In 2012, Stevens’s team published evidence that microglia 'eat' synapses, especially those that are weak and unused.[2] These findings pinned down a new role for microglia in wiring the brain, indicating that adult neural circuitry is determined not only by nerve cells but also by the brain’s immune cells. This helped to explain how the brain, which starts out with a surplus of neurons, trims some of the excess neurons away. Neuron named the paper its most influential publication of 2012.[3][4]
Early life and education
Beth Stevens was born in 1970 in Brockton, Massachusetts. Her mother taught elementary school, and her father was the school's principal.[5]
Currently, Stevens is a Research Associate in Neurology at Boston's Children's Hospital, Associate Professor of Neurology at Harvard Medical School, and institute member of the Broad Institute of MIT and Harvard.[8][7] She is the Principal Investigator of the Stevens Lab, which "seeks to understand how neuron-glia communication facilitates the formation, elimination and plasticity of synapses—the points of communication between neurons—during both healthy development and disease."[9] Stevens's work has led her to the discovery of different roles of microglia and their relevance in neurological diseases.
In 2007, Stevens discovered that proteins of the classical complement pathway were required for synapse elimination.[10] She has explored the role of complement components in schizophrenia,[11][12] Alzheimer's disease,[13] and glaucoma.[14]
Stevens and former postdoc Dorothy P. Schafer demonstrated that microglia participate in regulation of neuronal activity by phagocytosing complement-tagged synapses.[15] As the resident phagocytes of the central nervous system (CNS), microglia survey their local environment, clear cellular debris, and make contact with neurons to aid in synaptic pruning during development and learning.[16] They proposed a "quad-partite" expansion of the tripartite synapse model by including microglia as functional participants in developing and mature synapses.[17]

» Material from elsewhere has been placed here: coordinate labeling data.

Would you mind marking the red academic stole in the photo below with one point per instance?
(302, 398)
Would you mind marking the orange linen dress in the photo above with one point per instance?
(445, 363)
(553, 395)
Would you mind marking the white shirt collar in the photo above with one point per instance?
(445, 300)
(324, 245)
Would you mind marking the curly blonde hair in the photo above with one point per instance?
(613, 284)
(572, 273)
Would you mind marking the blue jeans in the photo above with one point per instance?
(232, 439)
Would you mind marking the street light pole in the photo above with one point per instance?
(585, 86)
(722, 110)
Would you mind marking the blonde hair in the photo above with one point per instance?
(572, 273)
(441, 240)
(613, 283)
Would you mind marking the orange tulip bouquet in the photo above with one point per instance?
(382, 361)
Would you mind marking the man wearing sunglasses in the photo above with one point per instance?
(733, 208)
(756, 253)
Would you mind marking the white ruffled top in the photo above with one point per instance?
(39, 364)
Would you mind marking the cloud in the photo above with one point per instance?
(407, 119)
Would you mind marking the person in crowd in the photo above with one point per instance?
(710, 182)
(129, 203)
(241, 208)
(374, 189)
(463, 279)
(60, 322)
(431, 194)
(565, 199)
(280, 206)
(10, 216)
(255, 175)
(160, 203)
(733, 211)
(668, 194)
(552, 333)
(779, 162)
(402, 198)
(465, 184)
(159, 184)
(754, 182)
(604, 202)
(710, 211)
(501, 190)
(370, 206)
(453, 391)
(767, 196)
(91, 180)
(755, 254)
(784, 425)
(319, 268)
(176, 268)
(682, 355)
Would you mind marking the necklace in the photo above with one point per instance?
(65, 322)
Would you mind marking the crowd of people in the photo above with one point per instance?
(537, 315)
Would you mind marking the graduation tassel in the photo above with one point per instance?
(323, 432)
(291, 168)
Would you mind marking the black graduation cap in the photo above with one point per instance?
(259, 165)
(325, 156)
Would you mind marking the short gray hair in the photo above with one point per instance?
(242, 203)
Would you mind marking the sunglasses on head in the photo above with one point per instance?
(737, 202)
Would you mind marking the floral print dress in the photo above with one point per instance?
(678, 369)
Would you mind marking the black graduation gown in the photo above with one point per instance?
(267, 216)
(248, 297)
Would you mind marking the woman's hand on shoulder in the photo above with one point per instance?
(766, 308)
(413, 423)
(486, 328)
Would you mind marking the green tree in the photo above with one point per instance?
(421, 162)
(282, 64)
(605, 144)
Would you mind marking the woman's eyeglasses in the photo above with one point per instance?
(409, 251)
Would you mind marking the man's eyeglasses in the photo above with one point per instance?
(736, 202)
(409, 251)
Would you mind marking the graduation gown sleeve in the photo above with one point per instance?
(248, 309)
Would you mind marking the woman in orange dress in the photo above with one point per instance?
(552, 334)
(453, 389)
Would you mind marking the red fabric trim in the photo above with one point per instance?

Stevens has found that microglia play a role in synapse loss in a range of disease states, including West Nile virus infection[18] and neurodegenerative diseases such as Alzheimer's disease,[13] where synapse loss precedes neuron death.[19] Microglia may contribute to disease both by phagocytosing synaptic material [13] and activating neurotoxic astrocytes.[20] Her research indicates that neurodegenerative diseases may represent a local reactivation of microglial pruning pathways that are beneficial during development but detrimental in the mature brain. Stevens has also identified microglia as a contributor to Rett syndrome progression independent of MECP2 mutation, which is known to cause the disease.[21]
Awards
Stevens has received recognition for her discoveries and is the recipient of several awards, including the following:
Stevens received the MacArthur Foundation's award of $625,000 in order to continue her studies on brain cells. Out of the 24 recipients of the award only 9, including Stevens, were women.[23] Stevens received the Presidential Early Career Award for Scientists and Engineers (PECASE) in 2012, which is awarded to young scientists by the US government. In October 2015, she gave one of 4 Presidential lectures at the annual meeting of the Society for Neuroscience, the world's largest gathering of neuroscientists. She shared this honor with 3 other neuroscientists, two of which are Nobel laureates.